Des travailleurs journaliers marchent vers le Gange le 1er mai 2018. Les mêmes aujourd'hui tentent de retrouver leurs familles suite à l'injonction de rester « chez eux ». SANJAY KANOJIA / AFP

« Restez à la maison » ! L’injonction de l’Organisation mondiale de la santé (OMS) résonne désormais à travers le monde entier. Déclinée dans toutes les langues, elle s’impose comme le mot d’ordre planétaire de la gestion des populations pour lutter contre le Covid-19. Cette démarche top-down, basée sur des considérations principalement médicales, n’est pourtant pas sans conséquence pour les populations les plus pauvres.

L’Inde s’est emparée de cet impératif en deux temps. Le premier, lancé par le premier ministre Narendra Modi, fut une mise en scène politique de la responsabilité individuelle et de la discipline du peuple indien : un confinement volontaire le 22 mars accompagné d’une invitation à faire du bruit à 17 h en hommage aux soignants. Succès national, en témoignent les célébrations, les chants et les prières collectives qui ont rassemblé des milliers de personnes… dans la rue.

Le second temps, deux jours plus tard, est un appel soudain mais solennel à la population à « rester à la maison », et aux gouvernements des États fédérés à assurer la fermeture de leurs frontières. Seulement 520 cas officiels de coronavirus sont alors signalés. Cet appel provoque un véritable exode urbain.

Un exode sans précédent des travailleurs migrants

Des centaines de milliers de personnes, principalement des travailleurs migrants, répondent à l’injonction autoritaire : ils fuient les villes et rentrent à « la maison »… dans leurs villages.

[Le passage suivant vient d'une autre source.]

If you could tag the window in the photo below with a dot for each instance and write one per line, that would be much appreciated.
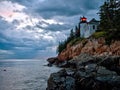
(93, 26)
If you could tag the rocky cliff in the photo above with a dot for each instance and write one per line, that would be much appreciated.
(91, 46)
(88, 72)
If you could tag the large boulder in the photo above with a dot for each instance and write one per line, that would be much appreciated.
(87, 72)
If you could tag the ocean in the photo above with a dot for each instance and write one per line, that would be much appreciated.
(24, 74)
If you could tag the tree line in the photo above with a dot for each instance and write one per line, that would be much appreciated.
(109, 22)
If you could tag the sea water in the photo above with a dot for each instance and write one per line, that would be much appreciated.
(24, 74)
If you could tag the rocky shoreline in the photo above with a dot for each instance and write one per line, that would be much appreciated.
(86, 72)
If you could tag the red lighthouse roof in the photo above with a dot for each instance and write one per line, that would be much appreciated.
(83, 19)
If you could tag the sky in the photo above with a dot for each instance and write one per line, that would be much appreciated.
(33, 28)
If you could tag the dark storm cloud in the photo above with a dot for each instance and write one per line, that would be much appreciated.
(52, 8)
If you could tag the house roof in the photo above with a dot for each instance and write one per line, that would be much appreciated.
(93, 21)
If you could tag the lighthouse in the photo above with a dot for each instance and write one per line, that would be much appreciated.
(83, 27)
(87, 28)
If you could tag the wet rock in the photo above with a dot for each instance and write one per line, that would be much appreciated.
(61, 81)
(52, 60)
(87, 72)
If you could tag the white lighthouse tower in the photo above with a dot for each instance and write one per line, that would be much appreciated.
(84, 27)
(87, 28)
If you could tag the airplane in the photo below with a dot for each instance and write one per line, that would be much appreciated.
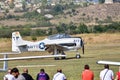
(56, 44)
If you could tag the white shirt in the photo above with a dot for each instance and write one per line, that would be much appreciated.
(59, 76)
(108, 74)
(9, 77)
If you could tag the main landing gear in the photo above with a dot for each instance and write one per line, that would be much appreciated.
(59, 52)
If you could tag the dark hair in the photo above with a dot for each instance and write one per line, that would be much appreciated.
(106, 66)
(42, 70)
(86, 66)
(14, 70)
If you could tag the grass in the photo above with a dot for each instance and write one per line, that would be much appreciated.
(97, 47)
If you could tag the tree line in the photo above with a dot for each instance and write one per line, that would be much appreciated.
(26, 30)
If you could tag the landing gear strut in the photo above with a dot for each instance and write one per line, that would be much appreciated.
(59, 52)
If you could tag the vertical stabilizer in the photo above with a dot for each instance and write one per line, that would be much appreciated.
(16, 39)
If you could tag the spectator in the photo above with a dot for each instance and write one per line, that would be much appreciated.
(16, 74)
(87, 74)
(118, 75)
(106, 74)
(59, 75)
(26, 75)
(9, 76)
(42, 75)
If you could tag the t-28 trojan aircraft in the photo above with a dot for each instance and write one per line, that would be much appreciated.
(56, 44)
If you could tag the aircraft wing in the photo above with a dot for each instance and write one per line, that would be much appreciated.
(51, 47)
(10, 53)
(109, 62)
(30, 57)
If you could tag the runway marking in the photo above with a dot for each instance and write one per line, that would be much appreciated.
(35, 65)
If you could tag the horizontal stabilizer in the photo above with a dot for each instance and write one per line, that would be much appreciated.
(109, 62)
(31, 57)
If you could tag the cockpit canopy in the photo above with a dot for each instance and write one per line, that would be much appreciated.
(59, 36)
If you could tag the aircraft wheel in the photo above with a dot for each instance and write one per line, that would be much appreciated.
(78, 56)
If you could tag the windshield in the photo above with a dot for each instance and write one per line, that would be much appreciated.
(59, 36)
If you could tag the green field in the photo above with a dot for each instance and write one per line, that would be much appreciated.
(97, 47)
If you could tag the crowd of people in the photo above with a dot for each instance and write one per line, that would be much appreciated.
(13, 74)
(87, 74)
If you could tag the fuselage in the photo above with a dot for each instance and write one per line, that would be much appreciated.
(69, 43)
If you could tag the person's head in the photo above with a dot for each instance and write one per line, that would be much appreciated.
(86, 66)
(15, 72)
(25, 70)
(106, 66)
(59, 70)
(42, 70)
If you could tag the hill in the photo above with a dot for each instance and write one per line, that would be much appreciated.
(99, 13)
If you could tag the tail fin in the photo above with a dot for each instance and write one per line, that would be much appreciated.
(16, 39)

C’est la débandade et le gouvernement semble désemparé. Il avait pourtant pris soin, avant cette annonce, de rapatrier par avion des Indiens bloqués hors du pays, des citoyens le plus souvent issus des couches aisées de la population. Rien de tel pour les travailleurs migrants œuvrant dans l’économie informelle en zone urbaine.

Des migrants et leurs familles tentent de quitter New Delhi par bus, le 28 mars, tandis que le pays entre en confinement du fait de la pandémie de Covid-19. Bhuvan Bagga/AFP

Hommes, femmes et enfants, livrés à eux-mêmes, entament alors un dangereux périple : ils se jettent sur les derniers bus en circulation et/ou marchent des dizaines, voire des centaines de kilomètres pour rejoindre leur « maison ». Certains meurent de faim, de soif ou d’épuisement. 24 décès furent documentés dans les jours qui ont suivi les premiers départs.

Une violence inouïe

Face aux scènes de foule en période de confinement, le gouvernement et l’État répètent le mantra de l’OMS et optent pour des tactiques qui leur sont familières : accuser les travailleurs de répandre le virus à travers le pays et violenter les plus pauvres.

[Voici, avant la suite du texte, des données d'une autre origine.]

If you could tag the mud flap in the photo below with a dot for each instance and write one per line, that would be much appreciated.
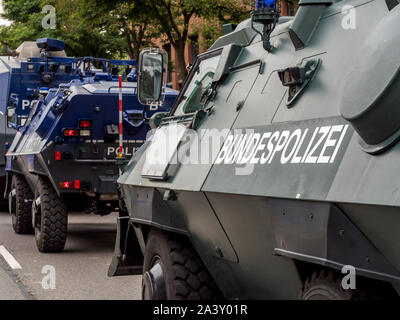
(128, 257)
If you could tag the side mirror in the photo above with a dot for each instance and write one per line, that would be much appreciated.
(153, 64)
(11, 117)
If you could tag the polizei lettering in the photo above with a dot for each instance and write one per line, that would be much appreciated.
(319, 145)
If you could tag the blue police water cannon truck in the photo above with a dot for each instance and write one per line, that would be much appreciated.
(64, 158)
(27, 72)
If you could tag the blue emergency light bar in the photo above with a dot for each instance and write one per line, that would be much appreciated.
(50, 44)
(263, 4)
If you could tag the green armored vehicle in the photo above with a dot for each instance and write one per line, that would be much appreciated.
(275, 176)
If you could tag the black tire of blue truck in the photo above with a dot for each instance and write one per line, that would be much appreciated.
(185, 275)
(20, 205)
(326, 285)
(51, 222)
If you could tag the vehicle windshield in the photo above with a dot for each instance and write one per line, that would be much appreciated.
(201, 80)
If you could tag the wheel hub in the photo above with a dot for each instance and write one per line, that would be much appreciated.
(154, 283)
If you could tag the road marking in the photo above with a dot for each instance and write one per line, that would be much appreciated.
(9, 258)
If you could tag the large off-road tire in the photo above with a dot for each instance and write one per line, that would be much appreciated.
(173, 270)
(50, 218)
(326, 285)
(20, 205)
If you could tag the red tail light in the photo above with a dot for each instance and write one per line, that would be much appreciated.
(77, 184)
(85, 123)
(71, 133)
(66, 185)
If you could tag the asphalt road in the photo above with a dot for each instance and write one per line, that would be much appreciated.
(80, 271)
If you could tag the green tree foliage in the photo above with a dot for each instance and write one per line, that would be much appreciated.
(82, 35)
(174, 18)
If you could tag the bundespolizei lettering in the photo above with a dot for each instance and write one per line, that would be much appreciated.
(301, 146)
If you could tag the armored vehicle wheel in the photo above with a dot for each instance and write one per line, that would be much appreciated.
(173, 270)
(50, 218)
(20, 203)
(326, 285)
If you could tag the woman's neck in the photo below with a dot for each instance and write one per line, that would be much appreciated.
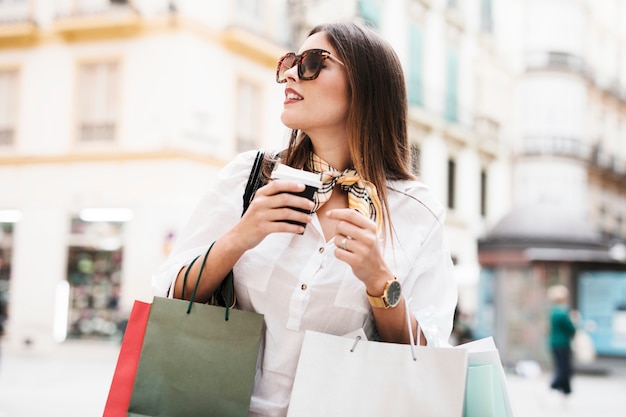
(334, 151)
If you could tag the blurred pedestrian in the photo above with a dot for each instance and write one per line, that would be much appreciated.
(562, 330)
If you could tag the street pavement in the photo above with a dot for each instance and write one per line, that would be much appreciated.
(73, 381)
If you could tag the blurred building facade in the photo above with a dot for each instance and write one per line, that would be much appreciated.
(566, 224)
(134, 106)
(115, 116)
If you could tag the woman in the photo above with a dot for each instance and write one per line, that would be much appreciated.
(562, 331)
(345, 102)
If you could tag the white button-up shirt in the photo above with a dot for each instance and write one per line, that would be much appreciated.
(296, 282)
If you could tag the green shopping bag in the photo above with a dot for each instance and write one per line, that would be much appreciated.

Des travailleurs migrants sont alors battus par la police, d’autres sont regroupés et aspergés de produits chimiques désinfectants. D’autres encore sont forcés de s’agenouiller et d’effectuer des pompes et/ou violemment giflés. Les images de ces scènes d’humiliation et de violences physiques, captées par de nombreux témoins, rendent soudainement visibles cette main-d’œuvre et la violence d’État. Celle-ci est pourtant routinière : aucun travailleur de basse caste n’oserait entrer seul dans un commissariat.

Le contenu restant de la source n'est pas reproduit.